Do you have a drawer like this too?  Inside, there may be moments that I have taken for granted which spill out every which way when I open the drawer, and there are skeletons there too, though they have moved from the closet to the drawer clattering all along the way and dragging their proverbial heels.   There are directions that I have tried, but failed to follow, and disappointments that I haven’t gotten over, and a few batteries that have long since lost their charge and never seem to be the right size anyway for the task at hand.

And then way, way back in that drawer—back where the light struggles to reach—there are other drawers, a Pandora’s box of drawers, drawers behind drawers like an M.C. Escher drawing or like the fabled wardrobe of C.S. Lewis opening into Narnia.  There are entire worlds behind that drawer—hidden and remote—some are labeled financial, some are labeled health, vocation, and psychological and some have completely lost their labels because it definitely was too hard to keep them straight.

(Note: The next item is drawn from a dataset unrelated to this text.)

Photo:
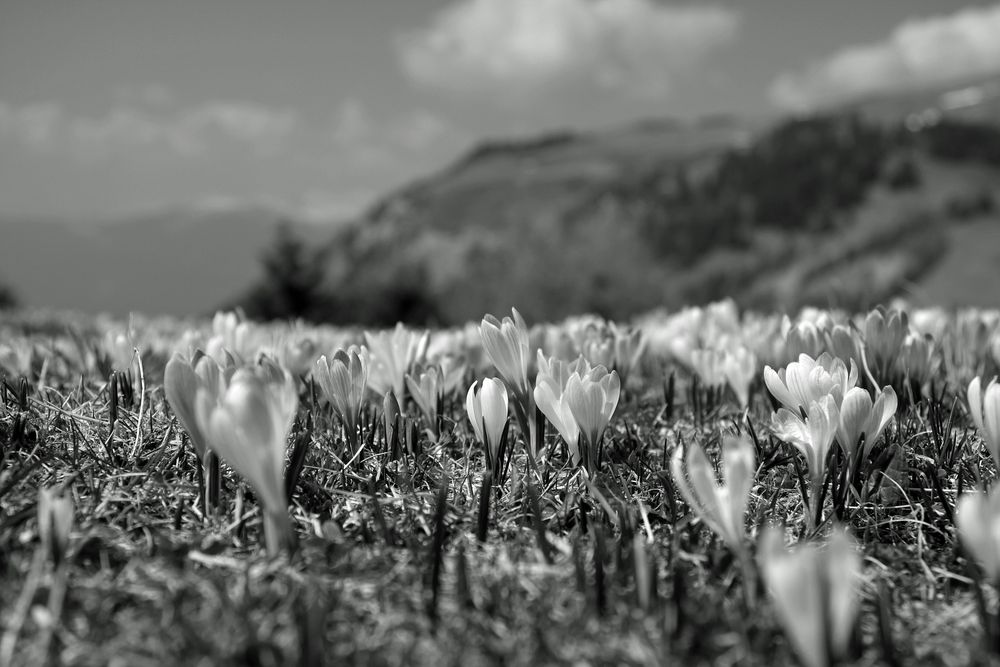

I think everyone has a drawer like this; it’s just that some of us just refuse to discuss it.

And Jesus, coming like a thief in the night, will try to access those drawers like Santa sliding down a chimney without any WD-40, and in stealth because God knows that the minute Jesus opens the drawer that we have labeled “junk,” he will surely find all the relationships, people, situations, and events that we have worked so hard to keep from his meddling, poking, healing, and understanding.  He will gently pry the handle or knob from our grip and instead place a flashlight in our hands and invite us to come and see what treasures lay hidden there.  And the judgment we will experience will not be the kind of talk that my children fear as their Mommy takes them to the car when she has reached the limit of her patience, but the kind of talk that open eyes and aligns hearts to hear anew the fullness of life that God intends for us, the kind of life that we secretly wish for but do not know how to bring about ourselves, with ourselves only.

And when that moment happens, there will be one taken with love, while another works oblivious.

There will be one taken with generosity, while one continues to hoard their belongings or their happiness.

There will be one taken with a renewed lease on life, while one gives in to despair and meaninglessness.

There will be one taken with the reaching for justice, while one labors at maintaining the status quo.  The strong man or woman who bars the door and does not admit the Master to his or her house will have good reason to see a crucified Robin Hood as a threat.  The strong man or woman who does not want God to gain entry will question the right of God to break-in upon us unawares.

And there will be one left behind.  But the one left behind will not be a degenerate cast-off beyond the reach of God, but a regenerate soul who will point like the prophets of old and show another way to open the drawer that we have refused to open except by love’s persistent entry.

Sisters and brothers, Advent is here.  Keep awake that you may not miss God coming into your life—through a prophet, through a woman, through a man, through a baby, and through these odd apocalyptic passages that seek your willingness to engage with the Divine and disengage your defenses.

Thanks be to God and a blessed Advent to you.